Moving Into An Equity Position

A friend asked how to gain equity exposure via the stock market.

I recommended John Bogle’s Book and shared what I do for my own family.

Decide what pot of money to invest – in order of priority

  1. Tax deferred retirement accounts for me and my wife
  2. Tax deferred 529 accounts for my kids’ education
  3. Taxable investment accounts for my family

In Colorado certain 529 accounts also have the benefit of a 1-for-1 deduction from state taxable income in the year of investment. However, the 529 accounts have a higher expense ratio than the funds I access for our retirement accounts (0.45% vs 0.05%). The Colorado state income tax rate is 4.63% so the tax savings helps me justify a higher cost.

For #1 and #3 I prefer to use Vanguard’s Admiral Shares for their Total Stock Market Return Fund (VTSAX) – it has an expense ratio of 0.05%.

I always compare expense ratios for products. For active managers, and fund-of-funds, make sure you get the total expense ratio that looks all the way through the final investment products. Many advisers have a financial incentive to layer fee-generating products and you may have additional taxes due if your portfolio has a lot of (largely unnecessary) churn.

It is important to remember that most people lose the majority of their return via investment churn, taxes and expenses.

Let’s use an actual case study with numbers…

If I wanted to invest $100,000 then I’d move into the position gradually with a fixed dollar amount of VTSAX purchased each week. An example would be $10,000 initial investment (to qualify for the Admiral Shares) then $360 automatically purchased every Wednesday for the next 250 weeks. Five years later, you have your position.

The toughest part about the above strategy is leaving it alone. There will be times when you want to invest more, or less, depending on the emotions involved with following the market. Research shows that our emotions are lousy investment guides. So…

My recommendation is to set the automatic investment at a level that you can sustain FOREVER and leave it alone. Let surplus cash build up in another account and use that for opportunistic investing.

Don’t believe the fallacy that you need a portion of your portfolio “for fun.” The purpose of investing is to earn a return on investment, period. When I want to have fun I go for a bike ride with my pals, I don’t speculate with my family’s capital.

When I do a portfolio review, I look at my total exposure by $ amount and asset class. I review the position “right now” as well as how the position is likely to change, based on future investments, earnings and expenses.

If I’ve lost you at this point then you’re not alone. Sitting down with a financial planner can be extremely valuable. Make sure your adviser makes money by advising you, not selling you products. Firms, like Vanguard, offer financial planning services for a very reasonable fee.

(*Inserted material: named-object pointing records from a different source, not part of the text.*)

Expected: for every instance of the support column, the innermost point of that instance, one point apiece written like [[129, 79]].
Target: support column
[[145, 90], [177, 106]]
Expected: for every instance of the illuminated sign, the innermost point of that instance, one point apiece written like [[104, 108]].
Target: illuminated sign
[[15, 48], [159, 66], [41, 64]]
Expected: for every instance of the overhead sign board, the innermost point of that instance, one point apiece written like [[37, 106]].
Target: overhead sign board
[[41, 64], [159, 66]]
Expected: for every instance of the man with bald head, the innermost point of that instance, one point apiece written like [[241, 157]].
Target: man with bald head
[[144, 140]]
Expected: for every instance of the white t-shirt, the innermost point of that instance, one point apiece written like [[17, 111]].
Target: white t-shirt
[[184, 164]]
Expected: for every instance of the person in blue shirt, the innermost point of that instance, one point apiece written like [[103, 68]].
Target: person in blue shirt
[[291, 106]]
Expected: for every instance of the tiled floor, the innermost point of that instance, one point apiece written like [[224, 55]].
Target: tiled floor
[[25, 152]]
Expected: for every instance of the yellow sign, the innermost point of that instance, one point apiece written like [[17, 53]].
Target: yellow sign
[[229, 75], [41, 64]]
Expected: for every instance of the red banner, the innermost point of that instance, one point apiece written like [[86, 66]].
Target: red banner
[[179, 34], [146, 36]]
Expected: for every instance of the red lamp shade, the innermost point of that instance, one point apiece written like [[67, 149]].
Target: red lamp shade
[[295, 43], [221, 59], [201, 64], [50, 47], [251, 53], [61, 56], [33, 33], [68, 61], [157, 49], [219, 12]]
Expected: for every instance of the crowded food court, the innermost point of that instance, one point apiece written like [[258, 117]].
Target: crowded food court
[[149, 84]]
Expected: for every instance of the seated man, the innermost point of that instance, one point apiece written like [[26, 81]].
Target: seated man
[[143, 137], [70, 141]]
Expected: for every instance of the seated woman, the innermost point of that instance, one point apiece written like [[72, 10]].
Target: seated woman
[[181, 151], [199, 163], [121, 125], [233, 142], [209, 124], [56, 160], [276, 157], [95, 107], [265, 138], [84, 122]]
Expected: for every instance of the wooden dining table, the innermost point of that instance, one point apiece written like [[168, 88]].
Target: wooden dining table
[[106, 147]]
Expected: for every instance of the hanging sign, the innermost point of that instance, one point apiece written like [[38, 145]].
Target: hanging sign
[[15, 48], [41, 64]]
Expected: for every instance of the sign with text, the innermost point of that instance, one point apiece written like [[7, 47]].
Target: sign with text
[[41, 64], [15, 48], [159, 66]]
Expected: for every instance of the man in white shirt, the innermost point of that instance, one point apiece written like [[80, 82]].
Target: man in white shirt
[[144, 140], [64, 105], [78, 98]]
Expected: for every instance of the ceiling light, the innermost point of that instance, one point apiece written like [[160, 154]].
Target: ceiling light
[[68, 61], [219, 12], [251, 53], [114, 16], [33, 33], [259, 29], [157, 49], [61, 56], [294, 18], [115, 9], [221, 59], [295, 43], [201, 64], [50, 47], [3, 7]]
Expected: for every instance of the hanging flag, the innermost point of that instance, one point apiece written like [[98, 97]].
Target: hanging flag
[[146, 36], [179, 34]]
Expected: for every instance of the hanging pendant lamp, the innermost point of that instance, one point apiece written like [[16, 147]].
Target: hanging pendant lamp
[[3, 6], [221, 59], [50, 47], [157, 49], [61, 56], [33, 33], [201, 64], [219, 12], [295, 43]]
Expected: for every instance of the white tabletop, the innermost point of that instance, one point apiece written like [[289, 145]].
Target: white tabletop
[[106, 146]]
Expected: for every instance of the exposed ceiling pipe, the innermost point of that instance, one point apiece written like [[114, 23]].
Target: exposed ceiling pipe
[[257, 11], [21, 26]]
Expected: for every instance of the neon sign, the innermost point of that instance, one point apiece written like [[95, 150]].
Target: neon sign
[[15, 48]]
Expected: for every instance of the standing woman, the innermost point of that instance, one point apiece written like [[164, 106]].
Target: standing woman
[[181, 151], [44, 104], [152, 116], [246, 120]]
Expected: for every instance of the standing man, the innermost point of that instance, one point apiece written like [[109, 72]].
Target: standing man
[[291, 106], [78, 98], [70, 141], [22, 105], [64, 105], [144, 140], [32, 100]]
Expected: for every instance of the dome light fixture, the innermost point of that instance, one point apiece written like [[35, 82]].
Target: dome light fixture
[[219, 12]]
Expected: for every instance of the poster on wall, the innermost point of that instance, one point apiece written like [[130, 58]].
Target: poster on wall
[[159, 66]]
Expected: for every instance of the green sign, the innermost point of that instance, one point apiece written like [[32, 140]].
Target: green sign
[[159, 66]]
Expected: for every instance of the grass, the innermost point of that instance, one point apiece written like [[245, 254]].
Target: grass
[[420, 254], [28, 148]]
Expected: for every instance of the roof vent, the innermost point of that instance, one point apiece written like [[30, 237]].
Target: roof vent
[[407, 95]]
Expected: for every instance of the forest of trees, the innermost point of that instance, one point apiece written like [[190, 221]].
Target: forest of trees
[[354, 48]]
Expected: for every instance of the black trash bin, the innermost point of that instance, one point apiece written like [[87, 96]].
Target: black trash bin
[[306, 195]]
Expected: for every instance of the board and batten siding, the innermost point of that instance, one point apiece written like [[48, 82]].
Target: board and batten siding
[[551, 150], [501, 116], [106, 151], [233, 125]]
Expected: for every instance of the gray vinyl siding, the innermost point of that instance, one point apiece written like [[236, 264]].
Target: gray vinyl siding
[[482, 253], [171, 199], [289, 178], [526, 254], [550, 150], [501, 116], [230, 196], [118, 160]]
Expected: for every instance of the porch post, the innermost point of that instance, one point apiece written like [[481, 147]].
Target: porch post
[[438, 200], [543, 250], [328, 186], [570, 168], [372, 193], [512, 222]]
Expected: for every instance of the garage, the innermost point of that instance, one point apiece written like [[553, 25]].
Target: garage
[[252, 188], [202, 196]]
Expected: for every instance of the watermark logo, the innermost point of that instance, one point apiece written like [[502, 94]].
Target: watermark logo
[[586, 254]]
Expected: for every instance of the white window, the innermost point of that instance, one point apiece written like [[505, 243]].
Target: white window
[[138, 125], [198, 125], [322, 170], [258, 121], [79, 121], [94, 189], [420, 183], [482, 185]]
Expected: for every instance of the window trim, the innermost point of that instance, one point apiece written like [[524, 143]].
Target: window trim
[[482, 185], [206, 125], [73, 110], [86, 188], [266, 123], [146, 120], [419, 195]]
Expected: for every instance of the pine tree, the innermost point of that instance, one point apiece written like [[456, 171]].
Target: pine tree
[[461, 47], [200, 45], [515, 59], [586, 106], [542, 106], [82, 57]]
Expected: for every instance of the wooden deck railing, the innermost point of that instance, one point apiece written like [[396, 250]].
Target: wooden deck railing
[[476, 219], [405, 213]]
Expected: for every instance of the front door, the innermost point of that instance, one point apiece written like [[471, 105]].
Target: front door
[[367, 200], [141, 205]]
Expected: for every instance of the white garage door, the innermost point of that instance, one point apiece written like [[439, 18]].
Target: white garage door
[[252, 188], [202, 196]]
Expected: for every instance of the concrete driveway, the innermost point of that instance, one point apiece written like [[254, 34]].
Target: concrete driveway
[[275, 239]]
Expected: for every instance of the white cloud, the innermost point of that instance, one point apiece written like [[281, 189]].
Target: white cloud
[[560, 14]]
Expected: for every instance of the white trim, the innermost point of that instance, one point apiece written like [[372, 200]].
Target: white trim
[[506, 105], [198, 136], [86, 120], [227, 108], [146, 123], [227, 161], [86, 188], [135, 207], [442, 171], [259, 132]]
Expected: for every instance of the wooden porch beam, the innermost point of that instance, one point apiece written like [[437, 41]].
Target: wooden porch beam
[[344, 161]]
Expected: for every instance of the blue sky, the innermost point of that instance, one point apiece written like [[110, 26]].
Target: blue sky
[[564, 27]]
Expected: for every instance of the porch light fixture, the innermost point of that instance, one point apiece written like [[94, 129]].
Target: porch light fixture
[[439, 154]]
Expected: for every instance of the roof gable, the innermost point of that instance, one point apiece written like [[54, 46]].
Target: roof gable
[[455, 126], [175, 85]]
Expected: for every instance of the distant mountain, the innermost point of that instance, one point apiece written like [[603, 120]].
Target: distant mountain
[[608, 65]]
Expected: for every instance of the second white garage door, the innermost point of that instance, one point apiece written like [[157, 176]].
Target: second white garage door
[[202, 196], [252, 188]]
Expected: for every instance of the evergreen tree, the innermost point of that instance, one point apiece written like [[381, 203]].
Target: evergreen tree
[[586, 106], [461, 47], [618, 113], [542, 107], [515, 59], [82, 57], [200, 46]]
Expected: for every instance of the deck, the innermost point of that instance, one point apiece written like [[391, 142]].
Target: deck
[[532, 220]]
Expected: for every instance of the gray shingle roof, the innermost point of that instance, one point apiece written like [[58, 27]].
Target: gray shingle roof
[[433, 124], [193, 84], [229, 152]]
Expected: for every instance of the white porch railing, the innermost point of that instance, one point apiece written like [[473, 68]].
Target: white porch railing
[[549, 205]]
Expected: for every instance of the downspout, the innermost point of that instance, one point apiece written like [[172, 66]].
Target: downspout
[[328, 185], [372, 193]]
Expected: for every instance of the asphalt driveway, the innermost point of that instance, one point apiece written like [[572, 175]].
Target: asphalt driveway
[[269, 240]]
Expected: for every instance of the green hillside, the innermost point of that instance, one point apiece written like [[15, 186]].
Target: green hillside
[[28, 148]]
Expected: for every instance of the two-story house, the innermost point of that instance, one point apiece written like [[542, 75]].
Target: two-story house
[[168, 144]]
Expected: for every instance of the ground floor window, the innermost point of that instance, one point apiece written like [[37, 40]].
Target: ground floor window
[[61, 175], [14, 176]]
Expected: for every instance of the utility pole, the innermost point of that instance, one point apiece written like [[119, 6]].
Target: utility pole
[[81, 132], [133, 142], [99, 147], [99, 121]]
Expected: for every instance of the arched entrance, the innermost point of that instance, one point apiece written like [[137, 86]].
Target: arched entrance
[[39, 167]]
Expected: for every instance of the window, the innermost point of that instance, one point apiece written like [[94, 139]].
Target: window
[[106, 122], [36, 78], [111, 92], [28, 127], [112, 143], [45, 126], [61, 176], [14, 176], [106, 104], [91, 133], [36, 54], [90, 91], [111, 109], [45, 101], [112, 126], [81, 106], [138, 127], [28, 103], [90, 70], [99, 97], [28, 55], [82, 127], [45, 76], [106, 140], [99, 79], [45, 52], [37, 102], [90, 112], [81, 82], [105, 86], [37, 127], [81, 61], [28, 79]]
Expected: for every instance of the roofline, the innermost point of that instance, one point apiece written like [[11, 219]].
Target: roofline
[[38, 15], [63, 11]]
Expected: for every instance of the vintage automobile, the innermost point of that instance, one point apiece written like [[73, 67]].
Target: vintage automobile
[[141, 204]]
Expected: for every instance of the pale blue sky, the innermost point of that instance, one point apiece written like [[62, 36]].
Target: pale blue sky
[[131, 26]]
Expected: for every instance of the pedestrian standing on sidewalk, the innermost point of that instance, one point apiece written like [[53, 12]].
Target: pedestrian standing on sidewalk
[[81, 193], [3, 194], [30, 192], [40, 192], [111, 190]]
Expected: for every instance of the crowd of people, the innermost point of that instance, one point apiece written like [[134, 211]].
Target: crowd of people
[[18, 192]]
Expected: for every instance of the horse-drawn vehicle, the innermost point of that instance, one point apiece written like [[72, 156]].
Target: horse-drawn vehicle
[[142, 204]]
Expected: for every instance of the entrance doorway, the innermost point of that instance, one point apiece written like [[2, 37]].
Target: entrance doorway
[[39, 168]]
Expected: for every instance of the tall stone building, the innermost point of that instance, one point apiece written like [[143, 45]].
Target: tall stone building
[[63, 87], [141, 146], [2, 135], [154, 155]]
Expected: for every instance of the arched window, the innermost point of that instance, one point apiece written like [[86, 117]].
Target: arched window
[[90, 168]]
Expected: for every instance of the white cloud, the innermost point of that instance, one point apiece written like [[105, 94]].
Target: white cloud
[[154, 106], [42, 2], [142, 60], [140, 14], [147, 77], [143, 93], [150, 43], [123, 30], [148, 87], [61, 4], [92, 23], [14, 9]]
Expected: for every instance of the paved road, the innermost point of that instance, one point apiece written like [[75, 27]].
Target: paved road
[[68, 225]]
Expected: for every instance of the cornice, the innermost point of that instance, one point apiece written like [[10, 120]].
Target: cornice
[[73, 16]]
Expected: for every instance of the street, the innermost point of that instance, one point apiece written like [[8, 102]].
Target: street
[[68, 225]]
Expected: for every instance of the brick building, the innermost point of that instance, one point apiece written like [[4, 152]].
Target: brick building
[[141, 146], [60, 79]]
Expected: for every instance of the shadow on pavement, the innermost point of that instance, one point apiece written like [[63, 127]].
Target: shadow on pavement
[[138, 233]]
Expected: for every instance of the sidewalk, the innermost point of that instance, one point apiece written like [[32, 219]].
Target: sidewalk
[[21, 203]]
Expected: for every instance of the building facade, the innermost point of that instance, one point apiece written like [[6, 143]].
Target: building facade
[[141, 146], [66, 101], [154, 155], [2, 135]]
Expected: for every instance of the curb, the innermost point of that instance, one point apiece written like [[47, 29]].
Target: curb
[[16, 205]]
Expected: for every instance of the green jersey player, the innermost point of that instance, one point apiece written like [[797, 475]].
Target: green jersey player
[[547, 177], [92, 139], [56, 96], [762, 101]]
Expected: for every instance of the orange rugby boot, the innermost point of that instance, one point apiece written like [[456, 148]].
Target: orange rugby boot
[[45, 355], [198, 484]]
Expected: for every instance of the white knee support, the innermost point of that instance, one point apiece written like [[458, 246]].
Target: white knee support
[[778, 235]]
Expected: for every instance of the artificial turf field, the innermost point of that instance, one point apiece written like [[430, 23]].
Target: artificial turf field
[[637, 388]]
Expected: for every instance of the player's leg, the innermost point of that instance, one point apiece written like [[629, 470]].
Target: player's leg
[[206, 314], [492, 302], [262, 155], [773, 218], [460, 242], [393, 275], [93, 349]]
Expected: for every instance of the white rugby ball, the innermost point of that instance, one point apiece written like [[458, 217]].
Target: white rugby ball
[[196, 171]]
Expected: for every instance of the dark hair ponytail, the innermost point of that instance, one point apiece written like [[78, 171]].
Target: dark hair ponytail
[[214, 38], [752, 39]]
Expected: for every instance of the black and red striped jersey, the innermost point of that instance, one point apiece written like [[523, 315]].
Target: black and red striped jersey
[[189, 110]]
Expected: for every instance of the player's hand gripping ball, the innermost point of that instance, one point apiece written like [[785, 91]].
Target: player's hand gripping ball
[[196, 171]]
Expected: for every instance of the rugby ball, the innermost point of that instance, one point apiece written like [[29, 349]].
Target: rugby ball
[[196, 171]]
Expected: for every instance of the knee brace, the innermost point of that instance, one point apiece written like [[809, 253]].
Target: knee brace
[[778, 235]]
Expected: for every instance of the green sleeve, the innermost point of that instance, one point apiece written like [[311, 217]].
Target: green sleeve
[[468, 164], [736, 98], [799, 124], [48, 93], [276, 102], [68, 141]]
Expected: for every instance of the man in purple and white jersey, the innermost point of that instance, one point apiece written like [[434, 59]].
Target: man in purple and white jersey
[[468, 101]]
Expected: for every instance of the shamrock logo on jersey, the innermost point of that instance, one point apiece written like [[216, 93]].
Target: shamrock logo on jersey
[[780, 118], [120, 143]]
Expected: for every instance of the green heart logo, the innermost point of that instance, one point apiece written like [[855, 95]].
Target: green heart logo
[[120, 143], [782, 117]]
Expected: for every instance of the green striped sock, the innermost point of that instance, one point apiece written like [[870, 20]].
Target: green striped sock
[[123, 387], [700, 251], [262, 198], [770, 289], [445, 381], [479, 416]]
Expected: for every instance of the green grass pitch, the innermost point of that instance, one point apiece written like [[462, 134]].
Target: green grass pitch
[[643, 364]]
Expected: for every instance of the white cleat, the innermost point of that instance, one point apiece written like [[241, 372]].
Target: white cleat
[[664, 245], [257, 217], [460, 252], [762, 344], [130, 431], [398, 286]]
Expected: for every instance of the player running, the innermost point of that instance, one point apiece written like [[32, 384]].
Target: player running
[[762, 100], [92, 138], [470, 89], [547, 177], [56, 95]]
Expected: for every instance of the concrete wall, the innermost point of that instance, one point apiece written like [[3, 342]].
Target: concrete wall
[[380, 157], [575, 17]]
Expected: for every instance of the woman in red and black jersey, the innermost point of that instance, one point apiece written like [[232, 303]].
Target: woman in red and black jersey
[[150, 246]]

Last week, I shared that I felt over-invested in Real Estate so I’ve made a decision to reduce my holdings. Once I’ve reduced my exposure to real estate, I need to figure out what to do with the cash. Today’s blog post is one option (buy equities over five years). Another option is do “do nothing” and wait for the next crisis. It’s really hard to “do nothing” so, perhaps, I’ll do something really slowly and buy equities over 10+ years.

A long range projection of your family finances (5-10 years) is useful to figure out what dollar amount it makes sense to invest. Consider if you want to retain cash for opportunistic investments: examples might be starting a company; buying investments in a crash; or buying real estate in a recession. In my own life, a handful of opportunistic deals have been what made a difference to my portfolio. These deals were made possible by the ability to deploy cash quickly.

Consider a cash reserve to cover unexpected illness or unemployment. Here’s my post on Lifestyle Insurance. Over and above insurance products, I feel better when I have at least one year’s gross expenses held as a cash reserve. In terms of life changing financial security, here’s my post on Taking Money Off The Table.

I’ve yet to regret selling early – I’m easily frightened by bull markets. A recent trip to the Bay Area set off all kinds of warning bells!

What I’ve described is more generally known as “dollar cost averaging.” John Bogle’s book explains how to use this strategy to give yourself financial security. Highly paid professionals (dentists, doctors and lawyers, particularly) are prone to exploitation by my peers in the financial services industry. Read the book.

A bull market is an ideal time to pause, take stock and ponder long term positions. Right now is when it’s most easy to adjust portfolio strategy.